Together is always better!
Barbara Bernardino, President
Ed Glister, Project Manager
Dr. Marty Gruber, Director of Research
Phyllis Libutti, Vice President
We welcome our new council members.
Thanks to Angie Cullen for your years of valued service.
From Town of Hempstead:
King Sweeney to serve 5th District, Blackman Named to 3rd District
The Hempstead Town Board has moved to fill two vacancies, appointing Erin King Sweeney as Councilwoman in the 5th District and Bruce Blakeman to the 3rd District’s Councilmanic seat. Sweeney will be replacing Councilwoman Angie Cullin, who has retired from her post after serving as an elected town official for 28 years. Blakeman will assume the Town Board seat formerly held by Councilman James Darcy, who has been appointed to the bench in Nassau County’s District Court. The new members were welcomed to the Hempstead Town Board by Supervisor Kate Murray and Senior Councilman Anthony Santino as well as other Town Board colleagues.
“I am pleased to welcome Erin King Sweeney and Bruce Blakeman to serve on the Hempstead Town Board,” stated Murray. “They bring a wealth of talent and genuine dedication to public service to their positions as councilmembers.”

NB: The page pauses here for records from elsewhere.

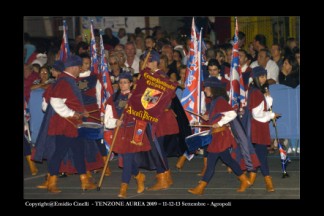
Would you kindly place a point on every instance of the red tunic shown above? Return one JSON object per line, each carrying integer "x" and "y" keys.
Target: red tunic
{"x": 260, "y": 132}
{"x": 222, "y": 140}
{"x": 167, "y": 124}
{"x": 125, "y": 135}
{"x": 59, "y": 125}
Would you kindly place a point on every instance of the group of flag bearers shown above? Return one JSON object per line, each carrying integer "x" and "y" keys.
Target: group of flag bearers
{"x": 69, "y": 105}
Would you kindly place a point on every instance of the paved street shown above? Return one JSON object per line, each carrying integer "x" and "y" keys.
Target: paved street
{"x": 222, "y": 186}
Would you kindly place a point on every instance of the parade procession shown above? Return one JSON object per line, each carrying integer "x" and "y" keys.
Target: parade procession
{"x": 184, "y": 115}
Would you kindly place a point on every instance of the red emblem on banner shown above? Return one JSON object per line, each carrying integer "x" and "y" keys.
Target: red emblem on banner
{"x": 151, "y": 98}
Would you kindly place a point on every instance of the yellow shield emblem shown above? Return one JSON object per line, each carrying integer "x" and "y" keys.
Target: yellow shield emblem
{"x": 151, "y": 98}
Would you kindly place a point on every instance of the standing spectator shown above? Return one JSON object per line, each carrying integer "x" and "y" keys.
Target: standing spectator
{"x": 270, "y": 66}
{"x": 289, "y": 74}
{"x": 122, "y": 36}
{"x": 109, "y": 38}
{"x": 132, "y": 61}
{"x": 276, "y": 55}
{"x": 28, "y": 47}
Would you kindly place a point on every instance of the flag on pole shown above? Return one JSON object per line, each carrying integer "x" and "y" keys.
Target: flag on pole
{"x": 93, "y": 51}
{"x": 191, "y": 94}
{"x": 201, "y": 47}
{"x": 237, "y": 93}
{"x": 65, "y": 49}
{"x": 107, "y": 89}
{"x": 106, "y": 86}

King Sweeney, an attorney who lives in Wantagh, has a background in transportation consulting, corporate affairs and involvement in local/community organizations. A graduate of the University of Notre Dame and University of Notre Dame Law School, King Sweeney is a Board Member of the Wantagh Seaford Homeowner’s Association. The newly appointed Councilwoman has also been actively involved with the American Heart Association and is a Board Member of Holy Child Academy.
“I am eager to serve the residents of the 5th Council District on the Hempstead Town Board,” stated King Sweeney. “I have been privileged to have a close relationship with my predecessor, Councilwoman Angie Cullin, and I will work hard to build upon her legacy of excellent service to the community.”

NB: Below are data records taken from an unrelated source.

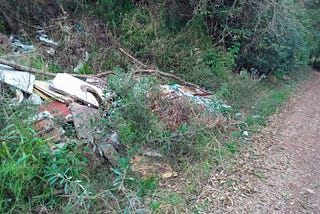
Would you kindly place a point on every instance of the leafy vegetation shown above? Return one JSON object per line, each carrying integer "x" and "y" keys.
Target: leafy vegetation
{"x": 241, "y": 50}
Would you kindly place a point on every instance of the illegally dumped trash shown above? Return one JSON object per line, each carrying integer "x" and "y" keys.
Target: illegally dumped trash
{"x": 75, "y": 99}
{"x": 198, "y": 96}
{"x": 19, "y": 46}
{"x": 68, "y": 85}
{"x": 18, "y": 79}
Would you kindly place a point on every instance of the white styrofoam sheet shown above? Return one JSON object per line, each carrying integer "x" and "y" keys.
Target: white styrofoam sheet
{"x": 69, "y": 85}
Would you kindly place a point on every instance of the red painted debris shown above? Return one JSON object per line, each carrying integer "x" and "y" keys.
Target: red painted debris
{"x": 57, "y": 109}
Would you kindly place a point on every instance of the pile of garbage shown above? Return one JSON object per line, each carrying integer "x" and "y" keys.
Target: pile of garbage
{"x": 77, "y": 99}
{"x": 64, "y": 98}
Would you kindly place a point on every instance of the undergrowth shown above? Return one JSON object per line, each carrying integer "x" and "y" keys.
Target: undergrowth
{"x": 194, "y": 142}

Bruce Blakeman is marking a homecoming as Councilman, having formerly served on the Hempstead Town Board from 1993 through 1995. The Atlantic Beach resident has a vast record of government service, along with experience in the fields of health care, academia, business and finance. A graduate of California Western Law School and Arizona State University, Blakeman has served as Commissioner of the Port Authority of New York and New Jersey, a Senior Fellow of Long Island University’s Homeland Security Department and a practicing attorney. Blakeman’s community roots run deep as the Chairman of Hewlett House (a breast cancer learning resource center) and as Vice President of the American Jewish Congress.
“Serving the residents of the 3rd Council District is an honor, and I am passionate about my work as a public servant,” stated Blakeman. “I share the dedication to good government and public accountability that Councilman James Darcy evidenced during his distinguished career on the Town Board.”
“I am proud to have Erin King Sweeney and Bruce Blakeman join the Town Board,” said Senior Councilman Anthony Santino. “They are talented, and both are committed to maintaining our town as a great place to live and raise a family.”
“The Hempstead Town Board is fortunate to have Erin King Sweeney and Bruce Blakeman join a group of distinguished elected officials who serve the residents of America’s largest township,” concluded Murray. “I know that they will be dedicated to the residents whom they will serve and accountable to all of the taxpayers in our township.”